LittleFS: A New File-System For ARM Embedded Devices

Written by Michael Larabel in Linux Storage on 13 January 2018 at 08:35 AM EST. 7 Comments
LINUX STORAGE
LittleFS is a lightweight file-system that's being developed for embedded systems.

LittleFS as implied by the name is intended to be a "little" file-system for embedded devices, in particular "Internet of Things" style platforms. LittleFS strives to be a fail-safe file-system that can work with minimal amounts of RAM/ROM, power-loss resilient, and supports wear-leveling for flash memory.


The LittleFS file-system is developed under the Apache 2.0 license.

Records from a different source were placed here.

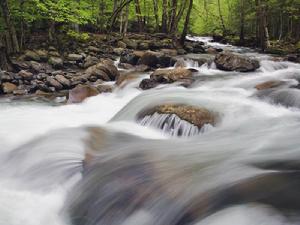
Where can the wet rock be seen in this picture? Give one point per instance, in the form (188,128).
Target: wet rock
(20,92)
(169,52)
(129,58)
(56,63)
(64,81)
(54,83)
(90,61)
(289,97)
(31,56)
(126,66)
(54,54)
(104,70)
(269,84)
(211,50)
(148,84)
(121,44)
(143,46)
(130,43)
(43,54)
(200,59)
(5,77)
(142,68)
(126,77)
(74,57)
(118,51)
(102,88)
(180,63)
(171,75)
(197,116)
(233,62)
(80,93)
(36,67)
(94,49)
(8,88)
(25,75)
(149,58)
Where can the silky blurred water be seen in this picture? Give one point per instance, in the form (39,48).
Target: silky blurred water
(142,175)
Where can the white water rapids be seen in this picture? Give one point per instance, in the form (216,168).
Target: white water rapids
(144,176)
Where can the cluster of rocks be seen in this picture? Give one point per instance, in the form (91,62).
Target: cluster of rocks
(51,70)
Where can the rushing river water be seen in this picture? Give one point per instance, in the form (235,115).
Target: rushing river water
(245,170)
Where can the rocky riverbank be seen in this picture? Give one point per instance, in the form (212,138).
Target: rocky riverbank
(86,67)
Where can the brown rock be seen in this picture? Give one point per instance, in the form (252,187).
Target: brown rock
(194,115)
(25,75)
(269,84)
(8,88)
(171,75)
(64,81)
(234,62)
(54,83)
(125,78)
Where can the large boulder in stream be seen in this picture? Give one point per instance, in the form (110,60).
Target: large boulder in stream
(178,119)
(171,75)
(80,93)
(235,62)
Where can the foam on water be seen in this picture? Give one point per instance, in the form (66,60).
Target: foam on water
(36,178)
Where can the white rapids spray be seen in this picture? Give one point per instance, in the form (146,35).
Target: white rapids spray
(38,178)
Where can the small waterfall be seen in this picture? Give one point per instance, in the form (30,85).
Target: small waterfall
(172,125)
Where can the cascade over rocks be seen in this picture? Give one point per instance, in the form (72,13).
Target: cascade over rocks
(234,62)
(80,93)
(105,70)
(162,117)
(171,75)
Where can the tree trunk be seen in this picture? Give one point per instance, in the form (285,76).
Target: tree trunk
(155,7)
(221,18)
(139,15)
(114,16)
(4,61)
(10,26)
(126,20)
(242,23)
(186,23)
(51,31)
(164,18)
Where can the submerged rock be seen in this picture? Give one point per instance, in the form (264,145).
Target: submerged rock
(234,62)
(148,84)
(105,70)
(8,88)
(80,93)
(171,75)
(178,119)
(269,84)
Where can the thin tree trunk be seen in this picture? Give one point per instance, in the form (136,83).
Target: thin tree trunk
(126,20)
(186,23)
(51,31)
(173,16)
(242,23)
(4,61)
(155,7)
(164,16)
(22,26)
(139,15)
(221,18)
(10,26)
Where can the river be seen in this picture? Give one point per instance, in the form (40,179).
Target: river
(242,171)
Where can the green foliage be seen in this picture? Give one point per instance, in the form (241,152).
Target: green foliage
(78,36)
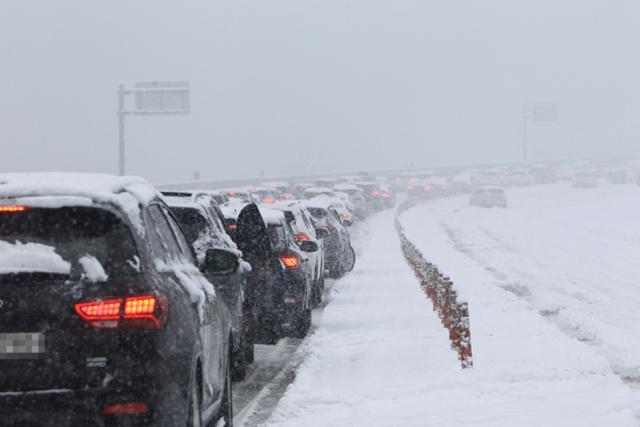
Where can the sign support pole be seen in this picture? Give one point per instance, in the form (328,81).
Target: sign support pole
(121,114)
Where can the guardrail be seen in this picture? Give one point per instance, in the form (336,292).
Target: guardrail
(452,310)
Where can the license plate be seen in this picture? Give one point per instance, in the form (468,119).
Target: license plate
(24,345)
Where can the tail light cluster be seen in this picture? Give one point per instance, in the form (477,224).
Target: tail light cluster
(134,312)
(290,262)
(14,209)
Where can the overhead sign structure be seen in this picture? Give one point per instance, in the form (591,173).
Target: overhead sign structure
(151,98)
(161,97)
(543,112)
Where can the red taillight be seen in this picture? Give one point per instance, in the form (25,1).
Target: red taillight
(13,209)
(100,314)
(144,312)
(126,408)
(291,262)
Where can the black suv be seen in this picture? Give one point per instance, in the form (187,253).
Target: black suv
(105,317)
(204,230)
(279,286)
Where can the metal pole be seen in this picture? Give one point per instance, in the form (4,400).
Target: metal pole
(524,134)
(121,114)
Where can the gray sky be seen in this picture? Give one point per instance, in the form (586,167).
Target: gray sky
(294,86)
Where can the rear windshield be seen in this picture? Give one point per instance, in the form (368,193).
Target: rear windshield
(192,222)
(317,212)
(277,237)
(66,235)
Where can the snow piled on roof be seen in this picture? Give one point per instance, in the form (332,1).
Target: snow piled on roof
(346,187)
(271,216)
(92,269)
(128,193)
(31,258)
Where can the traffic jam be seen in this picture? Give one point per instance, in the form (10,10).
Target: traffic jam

There is a FUSE wrapper available for LittleFS to easily mount LittleFS directly on Linux systems with this file-system otherwise appearing geared for mbed OS.

The code to LittleFS is being developed on GitHub. LittleFS is developed primarily by Christopher Haster who works for the University of Texas while all the code copyrights are being assigned to ARM Limited. LittleFS has been in development since early 2017.


LittleFS is currently used by ARM's Mbed project that is working on an operating system for IoT devices. ARM's Mbed OS is designed for security, cloud management services, drivers for common embedded/IoT hardware and is a real-time operating system designed in C/C++ and available under the Apache 2.0 license.